Sebelum memesan taksi online, Jingga ingin memastikan apakah di kontaknya sungguh tidak ada yang bisa diandalkan. Sampai kemudian perhatian Jingga tertuju pada kontak baru yang tadi ia simpan dengan nama ‘Perusak Mobil’. Entah kenapa Jingga jadi kepikiran untuk menghubunginya, setidaknya untuk meminta ganti rugi. Apa mungkin karena Jingga hampir ‘jatuh miskin’ sehingga merasa perlu untuk memanfaatkan ini? Padahal jika ini Jingga versi sebelum Ruly menarik segala fasilitas yang diberikan, pastinya wanita itu tidak akan meminta ganti rugi.

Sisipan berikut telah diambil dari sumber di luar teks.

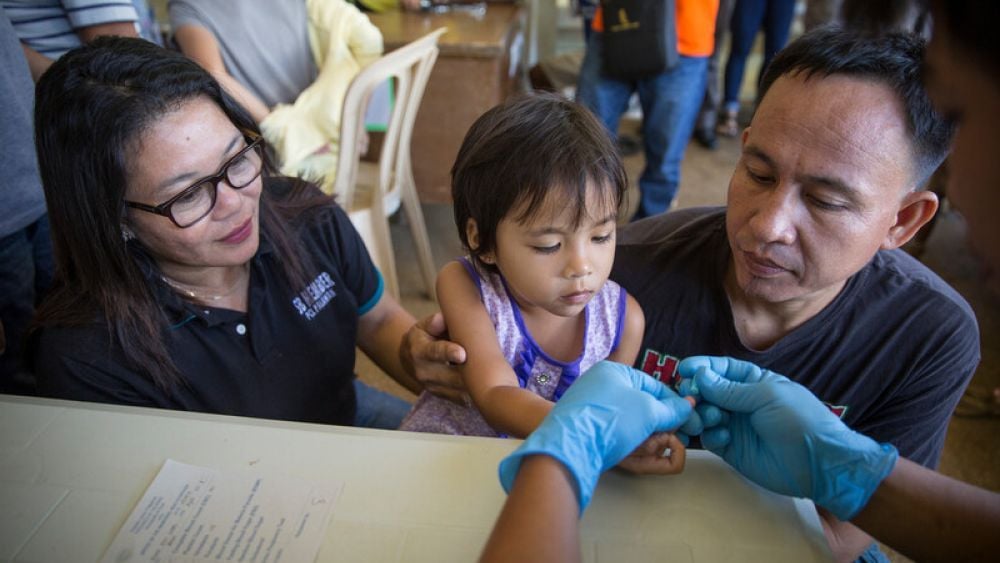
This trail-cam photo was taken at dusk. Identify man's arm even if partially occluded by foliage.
[678,356,1000,561]
[21,43,52,82]
[76,21,139,43]
[174,25,271,123]
[21,22,138,82]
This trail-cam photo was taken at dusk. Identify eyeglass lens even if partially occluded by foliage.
[170,146,263,227]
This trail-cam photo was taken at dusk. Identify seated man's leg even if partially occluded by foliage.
[0,217,47,394]
[576,33,634,147]
[635,56,708,219]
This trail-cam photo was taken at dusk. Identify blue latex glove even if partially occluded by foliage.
[677,356,899,520]
[500,361,693,513]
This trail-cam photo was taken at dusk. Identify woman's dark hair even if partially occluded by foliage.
[760,26,955,186]
[451,93,627,271]
[35,37,328,392]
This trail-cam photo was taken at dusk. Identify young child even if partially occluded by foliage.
[400,94,683,473]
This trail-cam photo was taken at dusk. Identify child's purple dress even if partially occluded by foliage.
[400,258,625,436]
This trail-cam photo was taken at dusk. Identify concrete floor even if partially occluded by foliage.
[357,113,1000,561]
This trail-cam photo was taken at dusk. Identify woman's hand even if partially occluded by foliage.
[399,313,469,405]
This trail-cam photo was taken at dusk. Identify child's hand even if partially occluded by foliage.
[618,432,687,475]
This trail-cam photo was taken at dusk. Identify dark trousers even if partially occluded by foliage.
[725,0,795,111]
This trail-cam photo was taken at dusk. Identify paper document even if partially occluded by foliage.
[102,459,341,563]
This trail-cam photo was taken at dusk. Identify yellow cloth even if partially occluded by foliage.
[361,0,400,14]
[260,0,383,192]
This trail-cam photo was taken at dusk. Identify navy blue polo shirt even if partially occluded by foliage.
[34,182,383,425]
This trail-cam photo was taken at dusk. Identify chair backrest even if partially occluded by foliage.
[333,28,447,209]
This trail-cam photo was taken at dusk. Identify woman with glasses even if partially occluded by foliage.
[23,38,461,428]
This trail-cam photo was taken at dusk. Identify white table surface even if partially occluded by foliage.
[0,395,830,563]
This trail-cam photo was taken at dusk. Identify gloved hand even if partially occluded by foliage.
[500,361,693,513]
[677,356,899,521]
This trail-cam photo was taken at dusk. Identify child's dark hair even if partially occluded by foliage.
[451,93,627,270]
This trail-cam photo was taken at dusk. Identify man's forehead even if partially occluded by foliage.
[744,74,913,194]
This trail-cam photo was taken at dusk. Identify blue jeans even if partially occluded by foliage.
[0,215,55,394]
[354,379,412,430]
[576,33,708,219]
[725,0,795,111]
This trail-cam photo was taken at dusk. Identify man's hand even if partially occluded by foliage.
[500,361,693,512]
[399,313,468,405]
[677,356,899,521]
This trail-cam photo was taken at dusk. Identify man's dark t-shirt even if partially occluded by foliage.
[611,208,979,467]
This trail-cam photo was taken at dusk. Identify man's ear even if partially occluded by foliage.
[881,190,938,250]
[465,219,493,264]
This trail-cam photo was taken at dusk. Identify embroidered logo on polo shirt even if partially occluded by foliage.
[642,348,681,387]
[292,272,337,320]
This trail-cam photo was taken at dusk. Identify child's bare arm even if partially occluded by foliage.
[608,296,687,475]
[437,262,552,438]
[608,289,646,366]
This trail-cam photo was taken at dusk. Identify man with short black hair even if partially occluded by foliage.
[612,30,979,560]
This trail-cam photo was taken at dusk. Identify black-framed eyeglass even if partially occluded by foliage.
[125,137,264,229]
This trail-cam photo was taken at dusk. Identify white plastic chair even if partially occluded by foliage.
[333,28,447,300]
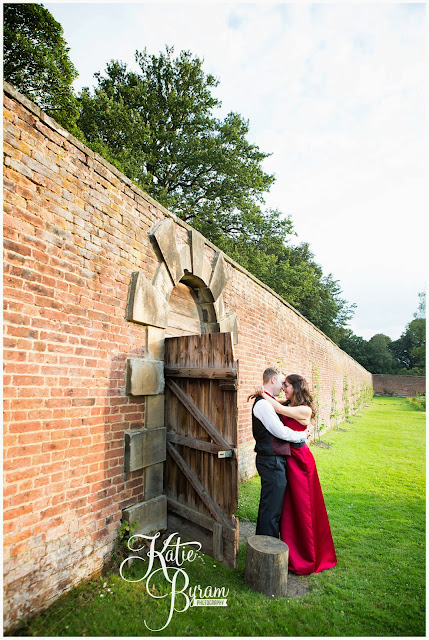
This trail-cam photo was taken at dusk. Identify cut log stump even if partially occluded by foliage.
[244,536,289,598]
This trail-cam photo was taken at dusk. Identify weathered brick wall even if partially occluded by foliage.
[4,87,371,627]
[372,373,426,398]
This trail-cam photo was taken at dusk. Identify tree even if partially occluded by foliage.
[79,47,353,340]
[338,329,372,369]
[3,3,79,134]
[368,333,397,373]
[389,318,426,376]
[414,291,426,318]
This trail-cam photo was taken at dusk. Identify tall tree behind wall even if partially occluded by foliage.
[4,4,354,341]
[3,3,79,135]
[79,47,354,341]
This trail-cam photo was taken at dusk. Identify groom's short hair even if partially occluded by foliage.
[262,367,281,384]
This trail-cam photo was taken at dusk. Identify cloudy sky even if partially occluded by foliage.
[44,0,428,340]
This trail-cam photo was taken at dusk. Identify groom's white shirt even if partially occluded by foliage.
[253,398,306,443]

Sampai pada akhirnya, Jingga mantap untuk menghubungi ‘Perusak Mobil’ yang entah pria atau wanita, Jingga tak peduli. Selama beberapa saat Jingga menunggu sampai panggilannya diangkat.
“Halo…,” sapa seseorang di ujung telepon sana.
Rupanya itu suara seorang pria!
Konyolnya, kenapa Jingga malah deg-degan? Padahal tidak mengenal pria tersebut.